With an accompanying cd, this book provides a rare insight into the innovative ways a community of Haitian migrants in South Florida has maintained religious traditions and familial connections. It demonstrates how religion, ritual and cultural practices affect lives on both sides of the Caribbean, and it debunks myths of exotic and primitive vodou (often spelled "voo doo"), which have long been used against Haitians. As Karen Richman shows, Haitians at home and in migrant settlements make ingenious use of audio and video tapes to extend the boundaries of their ritual spaces and to reinforce the moral and spiritual anchors to one another.

    The book and CD were produced in collaboration to give the reader intimate access to this new expressive media. Sacred songs are recorded on tapes and circulated among the communities. Migrants are able to hear not only the performance sounds - drumming, singing, and chatter - but also a description, as narrators tell of offerings, sacrifices, prayers, and the exchange of possessions.

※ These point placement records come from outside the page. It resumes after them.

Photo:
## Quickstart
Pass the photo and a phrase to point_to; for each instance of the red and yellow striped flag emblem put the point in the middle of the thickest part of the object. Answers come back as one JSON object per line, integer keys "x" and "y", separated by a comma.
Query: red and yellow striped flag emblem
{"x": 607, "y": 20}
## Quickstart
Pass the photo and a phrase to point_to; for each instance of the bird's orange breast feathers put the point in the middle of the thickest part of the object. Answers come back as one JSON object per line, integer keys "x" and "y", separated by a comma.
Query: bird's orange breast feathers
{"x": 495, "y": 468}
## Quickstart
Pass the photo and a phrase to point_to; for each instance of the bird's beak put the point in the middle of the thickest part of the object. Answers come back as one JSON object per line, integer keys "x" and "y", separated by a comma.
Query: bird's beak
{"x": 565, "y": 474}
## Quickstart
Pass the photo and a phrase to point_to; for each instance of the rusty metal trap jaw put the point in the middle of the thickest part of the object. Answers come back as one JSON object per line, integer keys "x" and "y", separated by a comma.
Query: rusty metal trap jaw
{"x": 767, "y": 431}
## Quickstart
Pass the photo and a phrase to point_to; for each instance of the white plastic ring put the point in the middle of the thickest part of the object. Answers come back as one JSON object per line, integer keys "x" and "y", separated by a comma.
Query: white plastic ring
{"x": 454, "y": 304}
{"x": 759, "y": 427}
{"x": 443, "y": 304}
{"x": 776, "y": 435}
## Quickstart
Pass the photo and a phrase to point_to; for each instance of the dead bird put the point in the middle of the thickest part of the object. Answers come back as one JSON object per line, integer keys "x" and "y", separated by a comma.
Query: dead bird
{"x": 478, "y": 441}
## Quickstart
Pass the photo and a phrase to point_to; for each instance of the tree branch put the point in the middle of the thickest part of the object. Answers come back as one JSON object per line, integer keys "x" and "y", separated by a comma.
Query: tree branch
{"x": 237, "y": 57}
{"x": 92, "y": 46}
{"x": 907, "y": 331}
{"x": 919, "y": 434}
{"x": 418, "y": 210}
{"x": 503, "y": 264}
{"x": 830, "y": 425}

    Spirits who inhabit the bodies of ritual actors are aware of the recording devices and personally address the absent migrants, sometimes warning them of their financial obligations to family members in Haiti. The migrants' dependence on their home village is dramatically reinforced while their economic independence is restricted. Using standard ethnographic methods, Richman's work illuminates the connections among social organization, power, production, ritual, and aesthetics.